Upon inspection, we noticed that the script was using a limit to get parts of the results, and once it was done with the processing, it selected the next chunk.
Because the server was “weak”, the limit was for 10,000 records at once. The issue was that the fields were not indexed, so MySQL had to do too much computation to get the data from the previous point.
The solution was to increase the limit to 500,000 records. A few days turned into a few hours.
Creating a pre-calculated table
Some of our data have multiple indexes (over one billion records per table), and selecting with several indexes and using a limit to get part of the data can take very long.
Furthermore, sorting and using the limit clause can cause the query to run slower.
Our solution was to create a pre-calculated table and use a primary key on the data we wanted to sort.
The drawback of this method is that it takes more space, and the pre-calculated table must be updated to reflect changes to the master table, so it’s not an option for some scenarios.
Important tip: Make sure to update the pre-calculated table if you plan to use new data. We wasted many hours debugging to discover we didn’t calculate the table and received older data.
What are MySQL partitions?
Partition is a way to divide a large table into small tables (all done behind the scenes).
The secret to partition is to select the correct function to build the partition with. The function uses several methods based on the primary key.
Not all primary keys type can be used in a partition, and not all tables are good candidates for partitioning.
A classic scenario would be a primary key based on a date, for example, a year, so that we can place each year’s records inside a partition. If we query for data from a specific year, the MySQL server would only access the partition belonging to that year.
You can read a detailed guide on MySQL partitions here.
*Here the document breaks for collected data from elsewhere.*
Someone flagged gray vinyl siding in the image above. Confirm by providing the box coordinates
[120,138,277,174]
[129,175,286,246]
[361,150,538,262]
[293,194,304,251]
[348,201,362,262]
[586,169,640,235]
When to use MySQL partitions?
Remember that you need to measure everything, so all tips here may not be accurate for your specific scenario and data structure. Here are some reasons to use partitions:
- Large table, if you have millions of raws, don’t bother. We have 1-20 billion records in the tables that we partitioned.
- Select can be done on the primary key and not multiple indexes.
When not to use MySQL partitions
The reasons not to use partitions are mostly a reverse of when to use MySQL partitions:
- Too little data will increase overhead
- A query uses an index that is not the primary key. In this case, the MySQL server would run the query on each partition and do a union which will affect performance.
- There’s no way to structure the data to make sense to partition it.
MySQL server tuning and optimization is a never-ending process specific to your data. It could be that all of the suggestions will do nothing or even make the timing worse. The solution is to constantly measure if the change improved or hurt the query running time.